Claude Opus 4.7: Coding Benchmark Leader & Pricing Reality

The Benchmark Tour
The Real Headline: Tool Error Rates
The Pricing Trick Anthropic Didn’t Mention
Vision Just Tripled
The New xhigh Effort Tier
Should You Switch?
How to Actually Use It
FAQ

87.6% on SWE-bench Verified. 64.3% on SWE-bench Pro. 70% on CursorBench. Claude Opus 4.7 holds the top spot on three of the four benchmarks that actually matter for production coding agents, and Anthropic’s announcement got buried under the news cycle for Cursor 3 Glass, GPT-5.5, and the Cohere–Aleph Alpha merger.

Released April 16, 2026, Opus 4.7 is the boring frontier model. No new modality. No new product surface. No flashy demo. Just better at every benchmark Anthropic has been losing to OpenAI on for the past six months. The model is generally available across the Claude API, Amazon Bedrock, Google Cloud Vertex AI, and Microsoft Foundry on day one.

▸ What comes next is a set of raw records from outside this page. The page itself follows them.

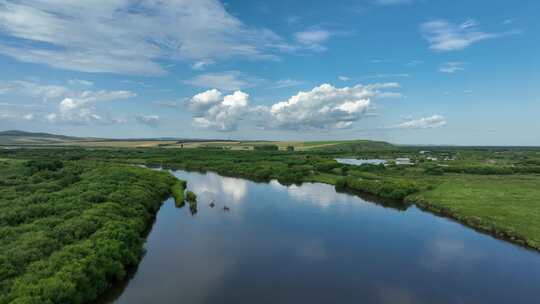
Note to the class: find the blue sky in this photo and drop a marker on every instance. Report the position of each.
(405, 71)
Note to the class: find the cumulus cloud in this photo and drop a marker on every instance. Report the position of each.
(75, 105)
(324, 107)
(286, 83)
(434, 121)
(44, 92)
(214, 111)
(127, 36)
(149, 120)
(446, 36)
(202, 64)
(80, 108)
(451, 67)
(313, 39)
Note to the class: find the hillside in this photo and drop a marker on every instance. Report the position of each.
(16, 137)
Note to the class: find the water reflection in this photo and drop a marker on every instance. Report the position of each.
(310, 244)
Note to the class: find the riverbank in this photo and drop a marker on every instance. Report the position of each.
(68, 230)
(506, 207)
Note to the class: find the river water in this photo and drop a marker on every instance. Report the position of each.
(311, 244)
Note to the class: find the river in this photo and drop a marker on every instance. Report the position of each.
(311, 244)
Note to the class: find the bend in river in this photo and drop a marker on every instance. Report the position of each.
(311, 244)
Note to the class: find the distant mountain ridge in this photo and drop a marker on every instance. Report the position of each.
(25, 138)
(18, 133)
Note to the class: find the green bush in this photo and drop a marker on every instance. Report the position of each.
(191, 196)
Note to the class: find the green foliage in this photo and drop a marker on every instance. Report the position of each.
(177, 191)
(434, 170)
(67, 230)
(191, 196)
(385, 188)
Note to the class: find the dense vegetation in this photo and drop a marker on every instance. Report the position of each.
(68, 229)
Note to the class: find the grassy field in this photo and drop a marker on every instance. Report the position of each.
(494, 189)
(507, 206)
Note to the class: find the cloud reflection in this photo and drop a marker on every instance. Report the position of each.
(319, 194)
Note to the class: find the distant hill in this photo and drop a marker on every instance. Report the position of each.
(16, 137)
(348, 146)
(23, 138)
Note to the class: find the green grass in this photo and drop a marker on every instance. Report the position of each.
(507, 206)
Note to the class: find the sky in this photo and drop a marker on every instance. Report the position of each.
(405, 71)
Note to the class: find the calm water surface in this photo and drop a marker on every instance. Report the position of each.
(309, 244)
(358, 162)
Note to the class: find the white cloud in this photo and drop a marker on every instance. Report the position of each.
(80, 82)
(212, 111)
(451, 67)
(17, 116)
(149, 120)
(324, 107)
(202, 64)
(44, 92)
(313, 39)
(127, 36)
(80, 108)
(446, 36)
(434, 121)
(286, 83)
(229, 81)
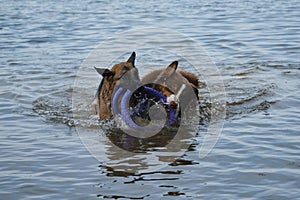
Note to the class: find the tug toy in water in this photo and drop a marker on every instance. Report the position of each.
(145, 98)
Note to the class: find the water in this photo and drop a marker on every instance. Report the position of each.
(255, 46)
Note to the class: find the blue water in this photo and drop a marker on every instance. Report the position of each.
(256, 47)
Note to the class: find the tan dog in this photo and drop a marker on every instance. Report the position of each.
(170, 81)
(111, 78)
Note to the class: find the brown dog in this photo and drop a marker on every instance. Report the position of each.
(169, 80)
(112, 78)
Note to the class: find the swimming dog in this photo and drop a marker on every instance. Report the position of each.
(171, 81)
(111, 78)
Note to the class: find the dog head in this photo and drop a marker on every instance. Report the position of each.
(172, 79)
(124, 74)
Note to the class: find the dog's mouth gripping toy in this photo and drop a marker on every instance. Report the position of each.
(134, 107)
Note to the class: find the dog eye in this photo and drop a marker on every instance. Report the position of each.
(126, 68)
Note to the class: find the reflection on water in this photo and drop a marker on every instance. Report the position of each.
(255, 46)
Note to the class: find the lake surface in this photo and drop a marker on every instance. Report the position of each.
(255, 46)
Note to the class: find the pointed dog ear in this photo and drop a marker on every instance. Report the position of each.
(171, 68)
(104, 72)
(131, 59)
(173, 65)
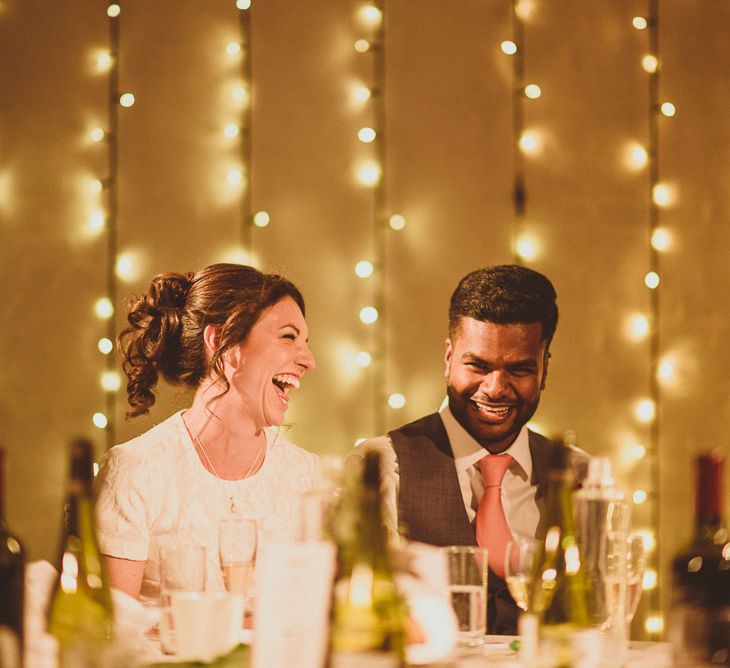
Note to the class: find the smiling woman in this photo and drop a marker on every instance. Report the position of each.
(239, 338)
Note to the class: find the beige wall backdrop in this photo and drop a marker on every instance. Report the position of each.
(449, 166)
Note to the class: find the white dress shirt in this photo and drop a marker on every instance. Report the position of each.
(518, 495)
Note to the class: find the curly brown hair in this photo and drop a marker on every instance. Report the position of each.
(166, 325)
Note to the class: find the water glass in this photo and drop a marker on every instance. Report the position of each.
(467, 575)
(182, 571)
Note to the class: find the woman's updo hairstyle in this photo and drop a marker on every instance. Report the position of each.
(166, 325)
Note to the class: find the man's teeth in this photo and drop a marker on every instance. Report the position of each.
(286, 380)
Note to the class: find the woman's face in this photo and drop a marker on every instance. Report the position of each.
(264, 369)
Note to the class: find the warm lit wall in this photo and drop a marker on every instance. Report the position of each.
(449, 170)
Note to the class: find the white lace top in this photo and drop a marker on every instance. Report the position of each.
(155, 485)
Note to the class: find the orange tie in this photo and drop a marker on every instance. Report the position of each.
(491, 524)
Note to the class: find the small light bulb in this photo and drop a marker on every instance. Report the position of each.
(651, 280)
(366, 135)
(668, 109)
(370, 15)
(508, 47)
(233, 48)
(362, 46)
(661, 239)
(396, 400)
(234, 177)
(364, 269)
(103, 308)
(99, 420)
(261, 218)
(127, 100)
(639, 496)
(533, 91)
(397, 222)
(111, 381)
(363, 359)
(368, 173)
(361, 94)
(368, 315)
(650, 63)
(645, 410)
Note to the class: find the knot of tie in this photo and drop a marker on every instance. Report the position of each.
(493, 468)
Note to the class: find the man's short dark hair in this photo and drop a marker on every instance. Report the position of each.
(505, 295)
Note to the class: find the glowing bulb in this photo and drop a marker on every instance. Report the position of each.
(362, 46)
(527, 247)
(668, 109)
(103, 61)
(650, 579)
(635, 452)
(104, 308)
(640, 496)
(99, 420)
(533, 91)
(368, 173)
(368, 315)
(661, 239)
(366, 135)
(651, 280)
(364, 269)
(397, 222)
(233, 48)
(525, 9)
(370, 15)
(396, 400)
(529, 142)
(508, 47)
(650, 63)
(638, 326)
(261, 219)
(645, 410)
(363, 359)
(111, 381)
(125, 268)
(96, 222)
(361, 94)
(234, 177)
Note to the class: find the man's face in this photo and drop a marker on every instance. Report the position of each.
(495, 374)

The benchmarks tell one story. The tool error rate tells a more interesting one. The pricing tells a third.

The Benchmark Tour

Here is what changed against the previous flagship and the closest competitors:

Benchmark	Opus 4.7	Opus 4.6	GPT-5.4	Gemini 3.1 Pro
SWE-bench Verified	87.6%	80.8%	—	80.6%
SWE-bench Pro	64.3%	53.4%	57.7%	54.2%
CursorBench	70%	58%	—	—
MCP-Atlas (tool use)	77.3%	75.8%	68.1%	73.9%
OSWorld-Verified (computer use)	78.0%	72.7%	75.0%	—

The SWE-bench Pro lead is the loudest number. It’s the harder benchmark, the one that uses real GitHub issues from real production codebases, and Opus 4.7 outscores GPT-5.4 by 6.6 points and Gemini 3.1 Pro by 10.1 points. That gap is large enough to actually feel in production. It’s not within the noise floor.

The Real Headline: Tool Error Rates

Anthropic buried the most important number on page two. Opus 4.7 produces about a third of the tool errors of Opus 4.6 on multi-step agentic workflows, while completing 14% more tasks. That ratio matters more than any benchmark.

Anyone who has tried to ship a Claude agent into production knows the problem. The model gets the strategy right and then calls the wrong tool, or calls the right tool with malformed arguments, or hallucinates a tool that doesn’t exist. Each error eats a retry, eats a token budget, and eats user trust. Cutting tool errors by two-thirds is the difference between an agent you demo and an agent you actually ship.

Opus 4.7 is also the first Claude model to pass what Anthropic calls “implicit-need tests” — tasks where the model has to infer what tools or actions are required rather than being told explicitly. That sounds academic. In practice it means an agent that can be given a goal instead of a runbook, and that’s the entire pitch for production agentic work in 2026.

The Pricing Trick Anthropic Didn’t Mention

The headline pricing is identical to Opus 4.6: $5 per million input tokens, $25 per million output tokens. That’s the line every announcement led with. It is also misleading.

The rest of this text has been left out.